1. A composition useful for: adsorbing and thereby rendering harmless in food and animal feed a wide spectrum of mycotoxins, boosting immune response, binding harmful intestinal bacteria, providing additional protein, vitamin and nucleotide food and feed supplementation, improving palatability, modifying flavor and taste, comprising 10-100% of yeast biomass milled or micronized in a dry state to 3-20 microns particle size and optionally agglomerated into 40-1000 microns microgranules, where yeast belong to the genus such as, but not limited to: Saccharomyces, Klyoveromyces, Candida and Torula, and are produced either as by-product of yeast fermentation or in dedicated processes, the milling or micronization step is conducted under optimized conditions, allowing most of the energy applied in the milling process to be converted into formation of new surface area instead of heat generation and the agglomerated step is conducted in a designated reactor, such as, but not limited to continuous high shear mixing reactor.

2. Method of supplementation of food, when the effective amount of the micronized and optionally agglomerated yeast biomass-based composition is added to any human food, dry, powder, formed, paste, jelly or liquid or used as a functional nutritional supplement in the form of powder, tablets, paste or suspension, with or without other biologically active or process-aiding ingredients, rendering harmless a wide spectrum of mycotoxins, boosting immune response, binding harmful intestinal bacteria, providing additional protein, vitamin and nucleotide supplementation, improving palatability and modifying flavor and taste.

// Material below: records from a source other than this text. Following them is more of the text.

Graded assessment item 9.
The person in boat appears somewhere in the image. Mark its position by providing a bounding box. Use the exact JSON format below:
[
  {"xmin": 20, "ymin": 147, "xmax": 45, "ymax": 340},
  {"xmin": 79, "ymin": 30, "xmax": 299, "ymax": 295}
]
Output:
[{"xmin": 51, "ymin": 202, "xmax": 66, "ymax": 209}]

3. Method of supplementation of animal feed intended for agricultural or companion animals belonging to the group of invertebrate and vertebrate aquatic, avian and mammalian (such as bovine, porcine, equine, ovine, caprine, canine, feline) species, when the effective amount of the micronized yeast biomass based composition comprises from between about 0.02% to between about 0.5% by weight of the animal's daily feed ration, rendering harmless a wide spectrum of mycotoxins, boosting immune response, binding harmful intestinal bacteria, providing additional protein, vitamin and nucleotide supplementation, improving palatability and modifying flavor and taste.